Chinese Professor Builds Li-Fi System With Retail Parts 155
alphadogg writes "The equipment is big and expensive, with the research costs at almost $500,000. But by just using retail components, Chinese professor Chi Nan has built her own Li-Fi wireless system that can use LED lights to send and receive Internet data. "I bought the lights from Taobao," she said, referring to the Chinese e-commerce site. The professor from Fudan University showed off the technology on Tuesday at the China International Industry Fair in Shanghai. Unlike traditional Wi-Fi routers that use radio signals, Chi's system relies on light to send and receive data wirelessly. Others scientists, especially in the U.K., have also been researching the technology, and dubbed it "Li-Fi". But rather than develop specialized hardware, Chi bought off-the-shelf retail parts to create her system."
Re:does it work through walls? (Score:5, Interesting)
A wireless medium that doesn't use something capable of penetrating through walls would actually be an advantage in these kinds of environments. Granted, to be practical it would require peoples' devices to have both WIFI and LIFI, but they often have both WIFI and copper capability now anyway, so more than one interface isn't a stretch.
Re:does it work through walls? (Score:5, Interesting)
Nothing really. It's a new buzzword that everyone is oogling. we were getting 4mbps over IR point to point using PVC and some lenses to steal internet from the college back in the early 90's. One of the buildings was visible from our rental so we ran wires and had an old linux PC at each end using the DB15 ports on the old ethernet cards we found and set up a photodiode and an IR led on each end to set up an optical link.

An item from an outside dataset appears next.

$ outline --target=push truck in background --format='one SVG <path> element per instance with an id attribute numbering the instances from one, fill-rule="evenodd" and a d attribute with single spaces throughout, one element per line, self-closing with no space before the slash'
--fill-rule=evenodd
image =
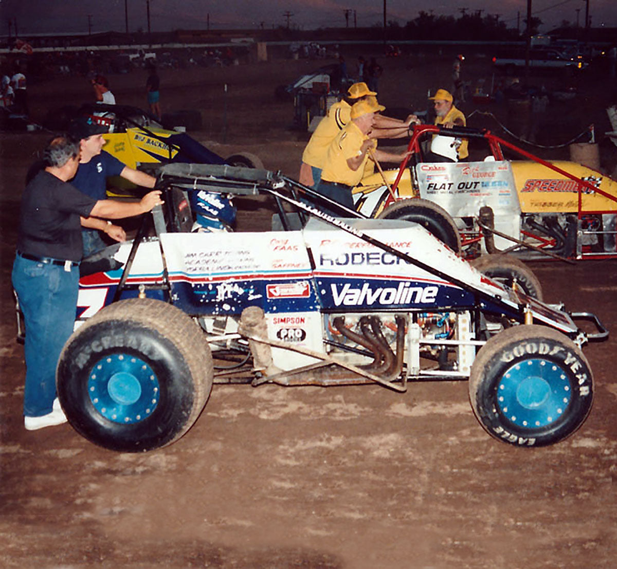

WE actually used visible LED's to start with to set everything up, and then went IR for stealth.
Worked great we had the fastest internet around for a house with 12 random nerds in it. I will bet that the transmitter portion is still on the roof of that school building 20 some years later.

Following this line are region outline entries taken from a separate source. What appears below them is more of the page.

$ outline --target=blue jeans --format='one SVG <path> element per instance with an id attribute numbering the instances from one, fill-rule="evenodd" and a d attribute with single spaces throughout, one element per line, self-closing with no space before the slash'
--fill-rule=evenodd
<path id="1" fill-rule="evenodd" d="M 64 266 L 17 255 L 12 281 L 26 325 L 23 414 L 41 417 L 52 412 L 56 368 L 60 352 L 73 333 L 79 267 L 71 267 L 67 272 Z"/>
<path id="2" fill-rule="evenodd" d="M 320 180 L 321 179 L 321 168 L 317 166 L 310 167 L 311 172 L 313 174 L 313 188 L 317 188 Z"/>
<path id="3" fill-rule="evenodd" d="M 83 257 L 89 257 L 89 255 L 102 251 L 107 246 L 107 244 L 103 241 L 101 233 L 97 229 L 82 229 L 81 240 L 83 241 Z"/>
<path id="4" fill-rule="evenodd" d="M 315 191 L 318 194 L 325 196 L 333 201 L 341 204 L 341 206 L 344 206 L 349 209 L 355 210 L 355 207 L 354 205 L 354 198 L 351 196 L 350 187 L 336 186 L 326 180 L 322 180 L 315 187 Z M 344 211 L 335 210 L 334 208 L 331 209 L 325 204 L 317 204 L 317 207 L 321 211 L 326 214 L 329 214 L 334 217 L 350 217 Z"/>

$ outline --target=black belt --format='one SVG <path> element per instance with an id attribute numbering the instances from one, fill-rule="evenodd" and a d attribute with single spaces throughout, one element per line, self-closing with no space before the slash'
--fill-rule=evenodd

IrDA (Score:5, Interesting)
News just in: IrDA wants its acronym back. On a more serious note, I really did like IrDA. It was slow as crap and the range sucked, but at one point in time, pretty much EVERYTHING had IrDA support. Laptops, cell phones, PDAs, HPCs, etc. You could buy serial dongles to add to any PC for $5 or so. It was the go-to fallback to transfer a file or data between two devices that had disparate storage card types (PC-Card vs CF cards, etc), or you didn't have cables to connect them up directly. Bluetooth has sort of replaced it, but you can't just bit-bang communication with a bluetooth device using a microcontroller and two 25 cent components. Plus Bluetooth has been implemented by OEMs as more of a method to connect dumb peripherals than a method of communicating directly between devices.